3/10
Good Looking, Cliché-ridden , and One Dimensional
30 March 2012
Warning: Spoilers
My One and Only definitely looks nice. The costumes and sets are sharp, there are lots of good looking actors, and there's a swell car. For the most part the film looks and feels like the era it's set in. The acting varies from adequate to mediocre (Kevin Bacon has been better in TV commercials than he is in this film) with a few bright performances (Robin Weigert's being the strongest of these) that have some depth.

My One and Only would be an OK film to come across on TV one Saturday afternoon while you're doing housework. Especially if that housework involves vacuuming or being out of the room as you could miss large sections of the dialog and plot and it wouldn't matter.

The reason it wouldn't matter if you missed dialog and plot is because My One and Only is an incredibly unimaginative and obvious film. The characters are so one dimensional they could have had descriptions instead of names (Sassy Black Maid, Flamboyant Gay Son, Brooding But Sensitive Son, Talkative Traveling Salesman...). Almost everything you think will happen does. (A slightly squirmy shifty eyed hitch hiker turns out to be dangerous? No!)

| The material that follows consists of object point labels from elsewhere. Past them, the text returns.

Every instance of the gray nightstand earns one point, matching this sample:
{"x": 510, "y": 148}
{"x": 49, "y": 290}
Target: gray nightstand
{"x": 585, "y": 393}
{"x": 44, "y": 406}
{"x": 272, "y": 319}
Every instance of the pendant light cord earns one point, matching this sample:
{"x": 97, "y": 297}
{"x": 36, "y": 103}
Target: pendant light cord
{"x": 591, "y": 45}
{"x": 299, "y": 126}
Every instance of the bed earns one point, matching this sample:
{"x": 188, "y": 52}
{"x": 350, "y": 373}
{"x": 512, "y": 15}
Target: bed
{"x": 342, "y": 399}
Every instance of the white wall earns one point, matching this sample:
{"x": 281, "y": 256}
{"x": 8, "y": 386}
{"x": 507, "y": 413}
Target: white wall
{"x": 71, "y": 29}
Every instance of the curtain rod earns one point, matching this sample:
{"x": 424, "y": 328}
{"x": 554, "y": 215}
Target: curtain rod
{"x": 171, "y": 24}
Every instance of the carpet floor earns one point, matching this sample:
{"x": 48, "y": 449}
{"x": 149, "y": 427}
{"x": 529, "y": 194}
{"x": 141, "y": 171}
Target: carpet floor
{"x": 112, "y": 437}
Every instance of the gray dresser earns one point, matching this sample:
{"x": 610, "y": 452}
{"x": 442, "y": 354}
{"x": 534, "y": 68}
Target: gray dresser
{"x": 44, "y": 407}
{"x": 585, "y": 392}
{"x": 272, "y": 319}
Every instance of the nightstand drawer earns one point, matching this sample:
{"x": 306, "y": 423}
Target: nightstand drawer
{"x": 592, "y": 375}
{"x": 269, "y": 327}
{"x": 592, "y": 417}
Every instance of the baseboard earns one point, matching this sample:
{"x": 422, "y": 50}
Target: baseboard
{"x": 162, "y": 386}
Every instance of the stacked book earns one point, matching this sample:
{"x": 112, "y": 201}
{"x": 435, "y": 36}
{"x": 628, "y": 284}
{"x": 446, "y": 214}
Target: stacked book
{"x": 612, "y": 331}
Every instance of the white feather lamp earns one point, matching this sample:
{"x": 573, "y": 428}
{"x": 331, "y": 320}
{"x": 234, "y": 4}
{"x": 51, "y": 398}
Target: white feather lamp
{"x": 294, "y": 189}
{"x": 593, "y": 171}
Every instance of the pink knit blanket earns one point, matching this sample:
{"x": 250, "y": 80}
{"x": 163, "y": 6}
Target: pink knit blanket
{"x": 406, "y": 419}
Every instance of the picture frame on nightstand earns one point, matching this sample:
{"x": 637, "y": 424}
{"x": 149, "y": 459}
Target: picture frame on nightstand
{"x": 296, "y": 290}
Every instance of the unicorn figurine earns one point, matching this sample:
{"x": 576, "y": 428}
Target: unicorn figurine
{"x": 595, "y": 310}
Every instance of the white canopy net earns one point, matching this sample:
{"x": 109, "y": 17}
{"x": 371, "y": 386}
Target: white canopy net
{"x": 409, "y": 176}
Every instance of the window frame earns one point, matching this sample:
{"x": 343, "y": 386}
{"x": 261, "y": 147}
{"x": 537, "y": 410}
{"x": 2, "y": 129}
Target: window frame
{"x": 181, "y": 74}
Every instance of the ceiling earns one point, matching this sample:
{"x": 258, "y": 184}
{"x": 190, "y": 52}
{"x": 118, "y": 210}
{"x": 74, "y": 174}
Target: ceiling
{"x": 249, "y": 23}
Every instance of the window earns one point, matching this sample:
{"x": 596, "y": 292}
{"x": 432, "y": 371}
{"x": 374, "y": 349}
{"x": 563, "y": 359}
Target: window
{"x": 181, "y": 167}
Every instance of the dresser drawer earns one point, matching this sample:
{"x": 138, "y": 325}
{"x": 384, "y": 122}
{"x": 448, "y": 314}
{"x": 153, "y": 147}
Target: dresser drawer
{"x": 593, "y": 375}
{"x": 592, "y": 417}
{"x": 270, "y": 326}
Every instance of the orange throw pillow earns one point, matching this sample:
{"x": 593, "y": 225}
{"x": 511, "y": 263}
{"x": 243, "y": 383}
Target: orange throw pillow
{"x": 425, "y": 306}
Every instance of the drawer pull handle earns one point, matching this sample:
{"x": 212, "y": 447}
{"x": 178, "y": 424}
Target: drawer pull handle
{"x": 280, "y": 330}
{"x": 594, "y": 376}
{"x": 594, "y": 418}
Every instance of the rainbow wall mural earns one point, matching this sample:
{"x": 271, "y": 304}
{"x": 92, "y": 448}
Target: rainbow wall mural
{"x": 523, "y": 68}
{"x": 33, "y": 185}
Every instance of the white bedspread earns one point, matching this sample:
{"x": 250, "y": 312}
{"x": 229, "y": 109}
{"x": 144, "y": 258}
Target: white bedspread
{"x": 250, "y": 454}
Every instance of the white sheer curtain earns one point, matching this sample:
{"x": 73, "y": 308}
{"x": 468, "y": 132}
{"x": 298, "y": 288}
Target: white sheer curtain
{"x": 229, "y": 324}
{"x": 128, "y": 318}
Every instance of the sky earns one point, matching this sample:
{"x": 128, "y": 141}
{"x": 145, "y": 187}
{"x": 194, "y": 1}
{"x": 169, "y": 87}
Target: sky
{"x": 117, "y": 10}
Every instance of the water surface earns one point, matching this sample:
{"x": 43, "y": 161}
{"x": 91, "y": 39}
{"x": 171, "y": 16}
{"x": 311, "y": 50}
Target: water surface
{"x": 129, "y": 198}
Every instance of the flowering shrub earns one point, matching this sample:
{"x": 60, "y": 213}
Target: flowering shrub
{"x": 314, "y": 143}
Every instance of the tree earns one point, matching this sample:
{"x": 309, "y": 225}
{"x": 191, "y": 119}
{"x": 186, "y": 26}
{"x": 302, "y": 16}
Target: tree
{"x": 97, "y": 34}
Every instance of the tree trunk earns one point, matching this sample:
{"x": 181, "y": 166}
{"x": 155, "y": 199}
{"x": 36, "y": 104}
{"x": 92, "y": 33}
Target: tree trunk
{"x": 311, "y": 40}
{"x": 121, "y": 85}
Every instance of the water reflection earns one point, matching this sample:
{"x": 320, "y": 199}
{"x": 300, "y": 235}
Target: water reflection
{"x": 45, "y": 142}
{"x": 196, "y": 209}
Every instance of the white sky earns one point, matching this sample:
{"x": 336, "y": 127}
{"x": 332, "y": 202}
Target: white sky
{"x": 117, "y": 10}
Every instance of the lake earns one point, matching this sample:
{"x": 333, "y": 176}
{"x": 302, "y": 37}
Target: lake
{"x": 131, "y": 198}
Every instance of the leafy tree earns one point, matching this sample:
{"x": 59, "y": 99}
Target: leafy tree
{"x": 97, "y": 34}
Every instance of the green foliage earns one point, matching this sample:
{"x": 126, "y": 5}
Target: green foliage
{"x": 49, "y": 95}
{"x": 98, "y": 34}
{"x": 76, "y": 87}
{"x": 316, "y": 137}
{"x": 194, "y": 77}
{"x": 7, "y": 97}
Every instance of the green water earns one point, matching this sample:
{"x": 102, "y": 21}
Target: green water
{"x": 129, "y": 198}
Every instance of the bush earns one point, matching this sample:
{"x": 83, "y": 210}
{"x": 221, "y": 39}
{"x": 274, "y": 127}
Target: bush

The film is "loosely" based on the life of George Hamilton and it's possible that Mr. Hamilton's life was filled with stock characters and some events that seemed like they'd make for a good movie. But more likely the reason for My One and Only being such a broad and obvious film can be found in the DVD's "making of" interviews with cast and crew where almost everyone talks about the characters and story with such typical clichés it begins to feel like a Christopher Guest spoof about movie making.